Sur les conclusions aux fins d’injonction et d’astreinte :
4. En raison du motif qui la fonde, l’annulation de l’arrêté attaqué implique nécessairement qu’un titre de séjour soit délivré à la requérante sur le fondement de l’article L. 911-1 du code de justice administrative. Il y a lieu d’enjoindre au préfet de police, ou au préfet territorialement compétent au regard du lieu de résidence de Mme B, de lui délivrer ce titre de séjour dans un délai de trois mois à compter de la notification du présent jugement.
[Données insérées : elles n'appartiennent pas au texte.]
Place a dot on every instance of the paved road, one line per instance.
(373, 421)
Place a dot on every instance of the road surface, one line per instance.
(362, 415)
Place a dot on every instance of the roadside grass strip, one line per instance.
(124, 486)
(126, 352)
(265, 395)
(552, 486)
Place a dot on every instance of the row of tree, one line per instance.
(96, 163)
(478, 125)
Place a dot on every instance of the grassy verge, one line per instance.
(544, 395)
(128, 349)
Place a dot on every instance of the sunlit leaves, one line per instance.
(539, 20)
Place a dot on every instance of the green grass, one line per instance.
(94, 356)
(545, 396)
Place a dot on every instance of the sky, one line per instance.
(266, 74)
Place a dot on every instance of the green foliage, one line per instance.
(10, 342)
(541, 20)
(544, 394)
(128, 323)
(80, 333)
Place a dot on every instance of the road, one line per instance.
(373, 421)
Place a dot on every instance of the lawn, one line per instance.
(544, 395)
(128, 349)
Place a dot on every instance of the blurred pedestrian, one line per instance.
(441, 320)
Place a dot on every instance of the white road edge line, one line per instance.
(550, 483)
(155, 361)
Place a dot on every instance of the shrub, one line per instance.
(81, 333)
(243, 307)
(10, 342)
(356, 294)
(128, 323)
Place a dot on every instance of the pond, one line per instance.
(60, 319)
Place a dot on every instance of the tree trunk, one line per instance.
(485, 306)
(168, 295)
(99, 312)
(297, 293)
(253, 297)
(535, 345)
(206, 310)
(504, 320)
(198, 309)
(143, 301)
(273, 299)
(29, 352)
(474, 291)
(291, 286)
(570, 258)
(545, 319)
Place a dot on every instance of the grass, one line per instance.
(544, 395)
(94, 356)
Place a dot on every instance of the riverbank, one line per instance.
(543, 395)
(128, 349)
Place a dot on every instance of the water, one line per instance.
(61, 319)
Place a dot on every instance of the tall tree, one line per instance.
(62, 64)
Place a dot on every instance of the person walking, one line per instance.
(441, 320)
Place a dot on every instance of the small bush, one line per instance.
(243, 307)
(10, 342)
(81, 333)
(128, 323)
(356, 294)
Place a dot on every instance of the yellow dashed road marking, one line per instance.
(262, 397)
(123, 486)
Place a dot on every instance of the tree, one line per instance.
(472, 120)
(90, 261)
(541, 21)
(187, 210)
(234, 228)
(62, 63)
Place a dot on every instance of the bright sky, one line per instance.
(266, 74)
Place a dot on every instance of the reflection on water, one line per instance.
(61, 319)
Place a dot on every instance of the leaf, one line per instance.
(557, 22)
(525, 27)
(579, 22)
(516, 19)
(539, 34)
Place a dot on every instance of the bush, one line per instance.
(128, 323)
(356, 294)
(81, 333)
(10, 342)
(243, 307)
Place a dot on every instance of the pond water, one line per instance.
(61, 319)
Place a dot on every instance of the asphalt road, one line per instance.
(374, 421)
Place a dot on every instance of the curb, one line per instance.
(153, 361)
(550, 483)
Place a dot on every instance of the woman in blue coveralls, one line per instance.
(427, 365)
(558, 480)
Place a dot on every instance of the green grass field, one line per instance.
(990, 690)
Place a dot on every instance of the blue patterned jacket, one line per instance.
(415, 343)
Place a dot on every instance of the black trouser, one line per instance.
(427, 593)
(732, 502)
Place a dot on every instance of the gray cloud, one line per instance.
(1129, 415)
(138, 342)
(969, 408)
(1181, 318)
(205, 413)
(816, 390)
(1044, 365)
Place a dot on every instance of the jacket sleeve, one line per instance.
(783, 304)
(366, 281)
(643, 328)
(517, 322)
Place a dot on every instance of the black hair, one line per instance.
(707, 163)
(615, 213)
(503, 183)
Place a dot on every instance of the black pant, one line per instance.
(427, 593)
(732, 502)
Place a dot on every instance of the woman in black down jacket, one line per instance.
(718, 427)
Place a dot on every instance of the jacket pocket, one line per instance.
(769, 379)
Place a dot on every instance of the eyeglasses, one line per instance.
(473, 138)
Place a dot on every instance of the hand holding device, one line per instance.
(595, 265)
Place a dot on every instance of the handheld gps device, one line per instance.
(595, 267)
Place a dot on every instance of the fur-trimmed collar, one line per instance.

Dans les circonstances de l’espèce, il n’y a pas lieu d’assortir cette injonction de l’astreinte demandée.
Sur les frais liés au litige :
5. Il y a lieu, dans les circonstances de l’espèce, de mettre à la charge de l’Etat le versement à Mme B d’une somme de 1 200 euros au titre de l’article L. 761-1 du code de justice administrative.
D E C I D E :
Article 1er : L’arrêté du préfet de police du 17 octobre 2024 est annulé.
Article 2 : Il est enjoint au préfet de police, ou au préfet territorialement compétent, de délivrer à Mme B un titre de séjour dans le délai de trois mois à compter de la notification du présent jugement.
Article 3 : L’Etat versera à Mme B une somme de 1 200 euros au titre de l’article L. 761-1 du code de justice administrative.
Article 4 : Le surplus des conclusions de la requête de Mme B est rejeté.
Article 5 : Le présent jugement sera notifié à Mme C B épouse A et au préfet de police de Paris.
Délibéré après l’audience du 14 janvier 2025, à laquelle siégeaient :
— Mme Topin, présidente ;
— M. Héméry, premier conseiller ;
— Mme Perrin, première conseillère.
Rendu public par mise à disposition au greffe le 29 janvier 2025.
Le président-rapporteur,
Signé
E. Topin
L’assesseur le plus ancien,
Signé
D. HémeryLa greffière,
Signé
D. Permalnaick
La République mande et ordonne au préfet de police de Paris en ce qui le concerne ou à tous commissaires de justice à ce requis en ce qui concerne les voies de droit commun contre les parties privées, de pourvoir à l’exécution de la présente décision.